Tutto il racconto della Passione è solo un tentativo di dire parole attorno a un grande silenzio. Infatti è il silenzio il vero protagonista di questo racconto. La Croce è l’esperienza di uno sterminato silenzio. È il silenzio del cielo, ma anche il silenzio degli amici. Neppure Maria parla in questo Vangelo. La Croce è l’esperienza di immergersi nel silenzio di Dio. Da questa prospettiva scomoda però si intravede tutta la logica di Dio. Egli per salvarci, sceglie l’ultimo posto. È l’ultimo perché nessuno possa oltrepassarlo. Nessuno sarà più solo dopo questa morte perché il Figlio di Dio ha scelto di mettersi nell’ultima solitudine, quella che ci spaventa tutti. Si è collocato lì perché nessuno possa più dirsi solo e abbandonato. Egli si è fatto abbandonato perché nessuno più lo sia.
Egli si è fatto sconfitto perché nessuno si vergogni più delle proprie sconfitte. Dopo che Gesù è morto in quel modo non c’è più nulla che possa spaventarci perché ormai sappiamo che in ogni cosa, anche la più terribile, Lui è lì, confitto, a fare da muro alla nostra disperazione. Tutti prendono da Lui. Tutti. Persino i vestiti gli vengono tolti. È spogliato di tutto. Ma Suo Padre si rende visibile nella tenerezza di due discepoli dell’ultima ora: Giuseppe d’Arimatea e Nicodemo. “Essi presero allora il corpo di Gesù, e lo avvolsero in bende insieme con oli aromatici, com’è usanza seppellire per i Giudei.

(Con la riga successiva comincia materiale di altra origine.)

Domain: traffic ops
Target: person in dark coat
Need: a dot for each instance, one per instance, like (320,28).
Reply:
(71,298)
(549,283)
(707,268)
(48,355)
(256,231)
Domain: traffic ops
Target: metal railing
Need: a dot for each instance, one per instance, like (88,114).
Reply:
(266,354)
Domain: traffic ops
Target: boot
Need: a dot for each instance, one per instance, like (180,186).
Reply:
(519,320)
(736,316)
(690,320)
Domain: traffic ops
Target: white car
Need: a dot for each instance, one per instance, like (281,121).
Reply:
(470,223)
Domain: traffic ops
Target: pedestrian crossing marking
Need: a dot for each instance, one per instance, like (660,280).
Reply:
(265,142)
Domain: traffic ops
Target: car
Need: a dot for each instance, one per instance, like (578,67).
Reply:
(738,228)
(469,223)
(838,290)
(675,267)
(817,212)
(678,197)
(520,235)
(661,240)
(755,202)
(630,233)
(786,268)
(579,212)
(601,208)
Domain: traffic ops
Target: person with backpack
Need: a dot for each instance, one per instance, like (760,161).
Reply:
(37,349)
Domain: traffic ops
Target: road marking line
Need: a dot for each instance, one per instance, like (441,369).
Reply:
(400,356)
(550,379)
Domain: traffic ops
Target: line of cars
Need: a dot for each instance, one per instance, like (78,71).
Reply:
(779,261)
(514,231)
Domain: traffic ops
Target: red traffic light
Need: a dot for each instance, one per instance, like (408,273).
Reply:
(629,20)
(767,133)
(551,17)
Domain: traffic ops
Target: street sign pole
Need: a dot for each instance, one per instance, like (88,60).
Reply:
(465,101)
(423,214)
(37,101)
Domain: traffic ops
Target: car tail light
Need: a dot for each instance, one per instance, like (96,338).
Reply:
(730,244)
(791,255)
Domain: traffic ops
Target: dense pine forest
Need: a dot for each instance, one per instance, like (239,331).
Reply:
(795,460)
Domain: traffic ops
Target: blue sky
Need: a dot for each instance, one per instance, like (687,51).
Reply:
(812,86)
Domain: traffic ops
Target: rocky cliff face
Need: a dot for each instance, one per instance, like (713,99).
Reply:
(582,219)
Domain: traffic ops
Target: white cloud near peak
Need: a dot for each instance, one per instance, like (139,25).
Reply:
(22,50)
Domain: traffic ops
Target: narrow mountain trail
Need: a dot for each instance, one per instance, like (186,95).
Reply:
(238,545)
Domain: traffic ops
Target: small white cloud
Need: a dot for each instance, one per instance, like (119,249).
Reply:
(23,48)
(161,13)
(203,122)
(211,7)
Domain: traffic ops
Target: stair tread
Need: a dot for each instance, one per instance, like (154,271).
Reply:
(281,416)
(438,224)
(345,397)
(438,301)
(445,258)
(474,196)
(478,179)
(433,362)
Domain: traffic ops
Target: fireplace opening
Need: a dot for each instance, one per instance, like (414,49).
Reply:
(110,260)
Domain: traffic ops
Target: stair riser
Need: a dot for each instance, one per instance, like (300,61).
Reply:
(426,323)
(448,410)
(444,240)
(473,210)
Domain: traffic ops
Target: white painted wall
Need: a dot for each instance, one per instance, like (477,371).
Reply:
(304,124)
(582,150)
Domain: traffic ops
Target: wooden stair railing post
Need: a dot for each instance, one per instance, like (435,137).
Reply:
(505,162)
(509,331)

Ora, nel luogo dove era stato crocifisso, vi era un giardino e nel giardino un sepolcro nuovo, nel quale nessuno era stato ancora deposto. Là dunque deposero Gesù, a motivo della Preparazione dei Giudei, poiché quel sepolcro era vicino”. La misericordia sul corpo di un morto è paradossalmente il primo bagliore della Pasqua. Ma nessuno se ne accorge.